Green post-its registered empirical questions related to Teixidora as a tool – how it works, what it does, how effective it is.

Finally, on pink post-its, we identified the high-level topics or fields of research that our research was connecting to.

We started with the yellow post-its. Each one of us wrote some question about Teixidora and why we wanted to know more about it. One yellow post-it, for example, asked about the lack of systematic processes for community-driven documentation. Another post-it referred to the need for good open-source tools for making collaborative writing possible.

We placed all the yellow post-its on the table and discussed them one by one, while clustering them into connected topics. We then started writing questions, on green and orange post-its, as they were emerging. For example, on a green post-it one of us wondered what data could be extracted from Teixidora, on an orange post-it we registered the need to reflect on the state of the art in collaborative writing (what later became the third section of our published paper).

After a couple of hours and after constantly rearranging post-its, we created a flow of ideas, going from left to right, with groups of related questions. Below them there was a line with five pink post-its identifying the core areas to be addressed by the paper (citizen digital participation, online documentation, etc).

Final layout of questions and topics for the first draft of the paper.

We took pictures of the process. Then, we collected the post-its and transcribed them on a shared online document. Moving the content from post-its lying on the table to a shared online document generated the first outline of the paper.


Getting agile with it

The hard work started. We had several important tasks to do before turning our list of ideas into a finished manuscript.

We worked together following the principles of agile management through a shared online tool, Kanboard, an open source alternative to Trello, with which some of you may be more familiar.

Agile management has its roots in software development, but through Trello, Kanboard and other similar tools it is now used for all sorts of projects. In our case, the project was the manuscript. Kanboard works with cards (as if they were online post-its). In each card we described a specific task and assigned it to one of the team members.

One task, for example, was to review specific literature, another one was to identify data sources within the Teixidora platform or to find potential journals where to publish the paper. We wrote down all possible tasks and screated a card for each of them.

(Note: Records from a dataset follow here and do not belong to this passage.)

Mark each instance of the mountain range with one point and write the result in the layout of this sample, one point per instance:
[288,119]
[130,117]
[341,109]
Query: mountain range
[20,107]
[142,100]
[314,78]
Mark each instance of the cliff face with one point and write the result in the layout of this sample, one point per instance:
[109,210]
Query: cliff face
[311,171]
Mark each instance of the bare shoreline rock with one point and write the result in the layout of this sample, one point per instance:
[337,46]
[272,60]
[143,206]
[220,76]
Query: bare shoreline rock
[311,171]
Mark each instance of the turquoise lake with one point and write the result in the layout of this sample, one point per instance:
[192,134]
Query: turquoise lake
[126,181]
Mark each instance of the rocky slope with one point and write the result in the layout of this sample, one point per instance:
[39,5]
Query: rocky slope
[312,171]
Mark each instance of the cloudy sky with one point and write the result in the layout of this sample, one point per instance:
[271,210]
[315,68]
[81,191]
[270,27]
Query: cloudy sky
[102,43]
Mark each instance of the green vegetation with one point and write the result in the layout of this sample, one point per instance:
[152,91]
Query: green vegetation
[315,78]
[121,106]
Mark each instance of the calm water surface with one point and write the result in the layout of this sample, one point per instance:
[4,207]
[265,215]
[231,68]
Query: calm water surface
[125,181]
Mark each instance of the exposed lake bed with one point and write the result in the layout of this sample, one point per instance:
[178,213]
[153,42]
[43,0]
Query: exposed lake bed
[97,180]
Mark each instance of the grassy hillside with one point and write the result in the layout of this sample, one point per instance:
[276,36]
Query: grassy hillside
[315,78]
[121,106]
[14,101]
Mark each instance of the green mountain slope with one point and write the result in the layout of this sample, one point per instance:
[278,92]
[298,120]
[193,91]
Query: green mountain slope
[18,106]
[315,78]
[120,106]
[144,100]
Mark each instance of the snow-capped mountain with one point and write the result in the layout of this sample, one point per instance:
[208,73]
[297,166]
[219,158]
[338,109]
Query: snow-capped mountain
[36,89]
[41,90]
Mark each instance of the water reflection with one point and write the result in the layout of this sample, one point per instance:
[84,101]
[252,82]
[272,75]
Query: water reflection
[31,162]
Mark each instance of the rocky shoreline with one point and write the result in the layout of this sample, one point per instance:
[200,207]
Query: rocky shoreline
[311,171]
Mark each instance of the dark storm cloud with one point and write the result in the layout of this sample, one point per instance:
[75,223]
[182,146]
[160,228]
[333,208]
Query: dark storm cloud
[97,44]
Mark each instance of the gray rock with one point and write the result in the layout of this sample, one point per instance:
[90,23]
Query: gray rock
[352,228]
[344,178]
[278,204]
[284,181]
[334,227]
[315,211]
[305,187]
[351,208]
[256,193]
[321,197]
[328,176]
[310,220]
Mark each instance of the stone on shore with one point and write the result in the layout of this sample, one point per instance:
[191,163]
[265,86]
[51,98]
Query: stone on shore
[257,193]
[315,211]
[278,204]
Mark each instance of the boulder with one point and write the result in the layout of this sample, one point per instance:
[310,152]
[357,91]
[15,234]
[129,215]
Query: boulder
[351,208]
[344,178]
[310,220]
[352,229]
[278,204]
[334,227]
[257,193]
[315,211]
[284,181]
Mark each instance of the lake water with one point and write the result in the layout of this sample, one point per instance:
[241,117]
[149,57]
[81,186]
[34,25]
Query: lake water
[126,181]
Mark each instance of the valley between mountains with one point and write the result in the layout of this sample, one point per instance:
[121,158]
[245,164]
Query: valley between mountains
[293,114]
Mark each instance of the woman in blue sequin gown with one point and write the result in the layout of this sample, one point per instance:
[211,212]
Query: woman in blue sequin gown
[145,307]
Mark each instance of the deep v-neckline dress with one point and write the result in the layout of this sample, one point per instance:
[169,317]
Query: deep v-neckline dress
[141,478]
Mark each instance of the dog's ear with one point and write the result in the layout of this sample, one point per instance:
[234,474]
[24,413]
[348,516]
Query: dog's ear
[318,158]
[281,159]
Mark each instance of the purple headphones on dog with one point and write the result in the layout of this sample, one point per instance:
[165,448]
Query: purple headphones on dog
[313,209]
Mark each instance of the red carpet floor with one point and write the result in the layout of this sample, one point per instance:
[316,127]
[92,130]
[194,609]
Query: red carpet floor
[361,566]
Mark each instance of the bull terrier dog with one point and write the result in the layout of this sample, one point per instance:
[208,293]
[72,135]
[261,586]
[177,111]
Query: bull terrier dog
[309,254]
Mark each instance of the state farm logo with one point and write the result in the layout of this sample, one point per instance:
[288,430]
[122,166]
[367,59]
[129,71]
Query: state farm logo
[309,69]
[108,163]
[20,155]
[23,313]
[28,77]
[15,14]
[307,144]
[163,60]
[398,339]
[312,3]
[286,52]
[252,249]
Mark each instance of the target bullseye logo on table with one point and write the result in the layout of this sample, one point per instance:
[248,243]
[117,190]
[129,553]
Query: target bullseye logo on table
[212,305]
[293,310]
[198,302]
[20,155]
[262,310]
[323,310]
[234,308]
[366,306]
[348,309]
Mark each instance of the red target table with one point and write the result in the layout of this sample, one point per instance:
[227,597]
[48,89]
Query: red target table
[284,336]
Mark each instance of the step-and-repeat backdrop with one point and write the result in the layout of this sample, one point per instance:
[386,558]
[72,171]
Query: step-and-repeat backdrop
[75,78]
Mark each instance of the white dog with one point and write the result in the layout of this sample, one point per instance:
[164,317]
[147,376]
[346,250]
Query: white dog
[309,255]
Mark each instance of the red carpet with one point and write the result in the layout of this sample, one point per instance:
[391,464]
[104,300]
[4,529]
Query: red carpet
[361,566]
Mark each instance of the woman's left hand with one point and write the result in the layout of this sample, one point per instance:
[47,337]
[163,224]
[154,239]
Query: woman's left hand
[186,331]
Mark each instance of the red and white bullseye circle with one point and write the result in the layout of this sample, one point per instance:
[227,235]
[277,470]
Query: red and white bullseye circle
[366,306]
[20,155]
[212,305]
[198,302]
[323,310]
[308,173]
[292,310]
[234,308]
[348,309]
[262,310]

Kanboard helped us visualise and keep track, collectively, of the things remaining to do. We organised the different tasks in columns, each corresponding to a stage of work. Each time a task was completed, it was moved from the “doing” to the “done” column. Visualising progress this way, we could follow how we were moving from the initial steps of an outline, to writing an abstract, completing a first draft of the paper, reviewing it, translating it from Catalan into English and finally submitting it to the journal.

Screenshot of the Kanboard tool

It took us several months to complete the paper. Throughout this process we kept communicating online, via Telegram. But there was also one more moment when three of us met face-to-face, devoting a whole day to just writing the paper (actually not just writing, but there was also some pretty nice cooking and eating involved).

In agile management language, an intense period of working together geared towards completing a concrete task, is called a “sprint”. A project might involve one or more such sprints from beginning to end. Sprints can be face-to-face or via remote collaboration.

In writing a paper, face-to-face sprints are essential. Sitting one next to the other helps move ideas and text forward in ways that are not possible by remote collaboration alone. I would recommend more co-writing sessions than we had in producing this paper.

There are plenty of other ‘tricks’, ‘rituals’ or online and offline tools that can be explored and put into practice in collaborative writing. Our understanding and design of collaborative knowledge production is still at its infancy. But I am convinced that both research and scientific writing have lots to gain from bringing these processes – developed by activists and open software developers – to academia.